Dr. Shelton earned her B.S. and M.S. degrees in Environmental Sciences and Engineering at the University of North Carolina before joining the UNC-NCSU Joint Department of Biomedical Engineering for her Ph.D. During her doctoral studies under the guidance of Paul Dayton, she developed ultrasound contrast imaging and analysis methods to identify tortuous vasculature for improved cancer diagnosis. She earned a F99K00 award from the NIH to continue her studies of the vascular tumor microenvironment through a postdoctoral fellowship at Massachusetts Institute of Technology with Roger Kamm, with a co-appointment at Dana-Farber Cancer Institute with David Barbie. Her current research is in the development of vascularized microphysiological devices to model interactions between multiple cell types within the tumor microenvironment for the identification of biomarkers of disease and opportunities for therapeutic intervention.
“Vasculature-on-chip models for studying metastasis and the tumor microenvironment”

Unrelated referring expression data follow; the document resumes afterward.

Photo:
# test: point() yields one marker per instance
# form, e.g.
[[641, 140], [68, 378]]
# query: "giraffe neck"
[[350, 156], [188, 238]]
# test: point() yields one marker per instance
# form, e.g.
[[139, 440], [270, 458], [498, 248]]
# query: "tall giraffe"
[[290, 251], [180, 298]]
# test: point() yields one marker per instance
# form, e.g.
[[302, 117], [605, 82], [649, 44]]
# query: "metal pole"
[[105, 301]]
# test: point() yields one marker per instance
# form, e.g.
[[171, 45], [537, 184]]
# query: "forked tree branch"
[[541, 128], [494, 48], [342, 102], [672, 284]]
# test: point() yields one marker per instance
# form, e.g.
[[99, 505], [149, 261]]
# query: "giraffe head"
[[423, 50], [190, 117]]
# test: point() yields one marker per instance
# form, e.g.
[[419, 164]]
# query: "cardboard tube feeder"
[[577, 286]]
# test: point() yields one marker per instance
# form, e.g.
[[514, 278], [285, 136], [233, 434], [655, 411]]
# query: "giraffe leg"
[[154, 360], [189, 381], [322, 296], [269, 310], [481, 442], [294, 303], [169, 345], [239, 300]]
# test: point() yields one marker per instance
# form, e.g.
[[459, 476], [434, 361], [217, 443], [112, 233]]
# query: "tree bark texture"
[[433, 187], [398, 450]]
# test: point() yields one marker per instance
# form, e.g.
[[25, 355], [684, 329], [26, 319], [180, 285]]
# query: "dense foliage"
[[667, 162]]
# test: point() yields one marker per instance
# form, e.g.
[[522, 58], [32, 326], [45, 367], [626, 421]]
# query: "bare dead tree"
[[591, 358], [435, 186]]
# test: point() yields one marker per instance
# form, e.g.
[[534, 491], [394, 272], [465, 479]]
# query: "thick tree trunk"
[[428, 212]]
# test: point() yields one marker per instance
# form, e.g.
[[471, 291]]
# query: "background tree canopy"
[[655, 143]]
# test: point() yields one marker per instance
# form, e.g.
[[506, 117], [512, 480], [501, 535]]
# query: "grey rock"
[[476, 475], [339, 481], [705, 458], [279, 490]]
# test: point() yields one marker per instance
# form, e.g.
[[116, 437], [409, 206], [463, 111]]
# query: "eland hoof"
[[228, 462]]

Microphysiological systems or “organ-on-chip” devices are three-dimensional models of simplified biological tissues that have expanded the types of hypotheses that can be explored in vitro. My work focuses on vascularized models of the tumor microenvironment to understand how the endothelial barrier interacts with circulating cells and stroma in order to investigate factors that drive growth, metastasis, and resistance to therapy. One illustration of the capabilities of these models is the observation of metastasis-on-chip. By perfusing cells through vascular models in the presence of plasma proteins, we can determine how the clotting cascade influences the extravasation of cancer cells. Additionally, I have developed vascularized models of the tumor microenvironment using cells from surgical resections to generate patient-specific devices. In this model, cancer-associated fibroblasts altered several functional indicators of endothelial phenotype including vascular morphology, barrier function, angiogenesis, and immune cell recruitment, likely through cytokine signaling. One major challenge of performing in vitro immunotherapy studies arises from non-specific activation of T cells that occurs when mixing cells from different donors. Therefore, the combination of patient-specific cells and engineered vasculature will enable new immune-oncology studies, including basic science, precision medicine trials, and enabling rapid testing and translation of novel immunotherapies.